The shoulder-hand syndrome (SHS) severely impedes the function recovery process of patients after stroke. It is incapable to identify the factors at high risk for its occurrence, and there is no effective treatment. This study intends to apply the random forest (RF) algorithm in ensemble learning to establish a predictive model for the occurrence of SHS after stroke, aiming to identify high-risk SHS in the first-stroke onset population and discuss possible therapeutic methods.
We retrospectively studied all the first-onset stroke patients with one-side hemiplegia, then 36 patients that met the criteria were included. The patients’ data concerning a wide spectrum of demographic, clinical, and laboratory data were analyzed. RF algorithms were built to predict the SHS occurrence, and the model’s reliability was measured with a confusion matrix and the area under the receiver operating curves (ROC).

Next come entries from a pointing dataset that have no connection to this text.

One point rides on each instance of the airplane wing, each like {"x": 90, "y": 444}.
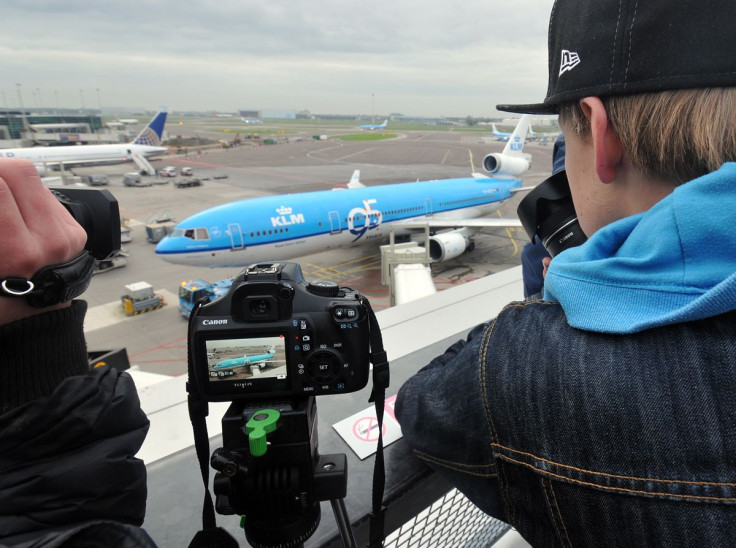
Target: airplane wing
{"x": 478, "y": 222}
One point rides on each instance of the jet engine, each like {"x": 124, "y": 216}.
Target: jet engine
{"x": 448, "y": 245}
{"x": 503, "y": 164}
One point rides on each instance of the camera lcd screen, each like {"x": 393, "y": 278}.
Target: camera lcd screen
{"x": 247, "y": 360}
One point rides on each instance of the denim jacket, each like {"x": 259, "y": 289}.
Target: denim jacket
{"x": 579, "y": 438}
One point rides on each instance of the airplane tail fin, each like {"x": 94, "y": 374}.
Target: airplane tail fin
{"x": 355, "y": 180}
{"x": 515, "y": 144}
{"x": 152, "y": 134}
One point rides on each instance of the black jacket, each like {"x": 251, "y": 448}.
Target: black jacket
{"x": 68, "y": 439}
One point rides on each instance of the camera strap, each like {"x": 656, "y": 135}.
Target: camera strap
{"x": 381, "y": 378}
{"x": 210, "y": 535}
{"x": 53, "y": 284}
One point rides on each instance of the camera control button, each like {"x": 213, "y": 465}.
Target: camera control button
{"x": 323, "y": 288}
{"x": 345, "y": 313}
{"x": 323, "y": 366}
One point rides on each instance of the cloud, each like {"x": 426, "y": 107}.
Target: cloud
{"x": 455, "y": 58}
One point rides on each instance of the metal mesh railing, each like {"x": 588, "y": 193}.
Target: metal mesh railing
{"x": 450, "y": 522}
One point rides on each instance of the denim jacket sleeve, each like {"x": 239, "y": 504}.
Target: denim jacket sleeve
{"x": 440, "y": 410}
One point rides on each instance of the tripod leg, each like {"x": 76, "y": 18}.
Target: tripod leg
{"x": 343, "y": 522}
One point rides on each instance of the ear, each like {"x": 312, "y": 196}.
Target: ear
{"x": 608, "y": 151}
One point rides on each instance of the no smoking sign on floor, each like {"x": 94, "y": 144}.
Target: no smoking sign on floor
{"x": 360, "y": 431}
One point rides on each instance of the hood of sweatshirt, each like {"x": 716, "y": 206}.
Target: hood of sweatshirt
{"x": 673, "y": 263}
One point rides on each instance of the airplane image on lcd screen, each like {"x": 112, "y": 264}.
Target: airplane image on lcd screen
{"x": 246, "y": 358}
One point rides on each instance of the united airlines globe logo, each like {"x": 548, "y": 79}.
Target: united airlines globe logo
{"x": 148, "y": 137}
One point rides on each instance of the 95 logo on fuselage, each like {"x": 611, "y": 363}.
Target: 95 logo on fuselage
{"x": 362, "y": 219}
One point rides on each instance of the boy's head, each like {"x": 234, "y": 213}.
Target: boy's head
{"x": 620, "y": 47}
{"x": 644, "y": 93}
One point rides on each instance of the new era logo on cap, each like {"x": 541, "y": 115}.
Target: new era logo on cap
{"x": 570, "y": 59}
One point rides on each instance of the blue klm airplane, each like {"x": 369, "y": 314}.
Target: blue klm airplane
{"x": 282, "y": 227}
{"x": 258, "y": 359}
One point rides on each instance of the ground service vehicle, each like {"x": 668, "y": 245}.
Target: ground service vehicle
{"x": 140, "y": 298}
{"x": 135, "y": 179}
{"x": 193, "y": 290}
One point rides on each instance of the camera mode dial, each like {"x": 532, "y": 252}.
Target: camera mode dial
{"x": 323, "y": 288}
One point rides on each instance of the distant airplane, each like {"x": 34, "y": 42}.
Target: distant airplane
{"x": 375, "y": 126}
{"x": 258, "y": 359}
{"x": 500, "y": 135}
{"x": 146, "y": 144}
{"x": 281, "y": 227}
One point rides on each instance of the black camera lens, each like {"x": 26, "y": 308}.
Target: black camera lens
{"x": 548, "y": 213}
{"x": 98, "y": 213}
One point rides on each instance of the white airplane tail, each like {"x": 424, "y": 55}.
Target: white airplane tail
{"x": 355, "y": 180}
{"x": 152, "y": 134}
{"x": 515, "y": 145}
{"x": 513, "y": 161}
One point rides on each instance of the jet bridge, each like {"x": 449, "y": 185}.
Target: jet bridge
{"x": 418, "y": 502}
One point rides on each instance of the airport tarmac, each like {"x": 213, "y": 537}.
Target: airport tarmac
{"x": 156, "y": 341}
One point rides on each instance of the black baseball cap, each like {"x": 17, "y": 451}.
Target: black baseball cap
{"x": 616, "y": 47}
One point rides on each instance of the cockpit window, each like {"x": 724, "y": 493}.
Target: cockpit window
{"x": 191, "y": 233}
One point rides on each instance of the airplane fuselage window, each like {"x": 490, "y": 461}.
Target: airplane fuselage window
{"x": 192, "y": 233}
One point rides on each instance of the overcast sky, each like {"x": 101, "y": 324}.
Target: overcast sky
{"x": 430, "y": 57}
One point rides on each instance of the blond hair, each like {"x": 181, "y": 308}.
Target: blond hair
{"x": 674, "y": 135}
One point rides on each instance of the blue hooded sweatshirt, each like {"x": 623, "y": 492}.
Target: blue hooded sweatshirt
{"x": 674, "y": 263}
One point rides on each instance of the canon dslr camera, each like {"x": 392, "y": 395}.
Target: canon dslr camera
{"x": 275, "y": 335}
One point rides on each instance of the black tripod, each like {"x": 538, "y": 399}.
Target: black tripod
{"x": 270, "y": 472}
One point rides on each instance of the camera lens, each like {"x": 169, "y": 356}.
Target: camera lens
{"x": 548, "y": 213}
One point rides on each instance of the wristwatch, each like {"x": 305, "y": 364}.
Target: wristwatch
{"x": 52, "y": 284}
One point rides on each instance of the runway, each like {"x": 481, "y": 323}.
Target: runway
{"x": 156, "y": 341}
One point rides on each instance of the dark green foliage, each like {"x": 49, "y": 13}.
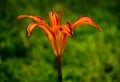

A binary classification model was trained based on 25 handpicked features. The area under the ROC curve of the prediction model was 0.8 and the out-of-bag accuracy rate was 72.73%. The confusion matrix indicated a sensitivity of 0.8 and a specificity of 0.5, respectively. And the feature importance scored the weights (top 3 from large to small) in the classification were D-dimer, C-reactive protein, and hemoglobin.
A reliable predictive model can be established based on post-stroke patients’ demographic, clinical, and laboratory data. Combining the results of RF and traditional statistical methods, our model found that D-dimer, CRP, and hemoglobin affected the occurrence of the SHS after stroke in a relatively small sample of data with tightly controlled inclusion criteria.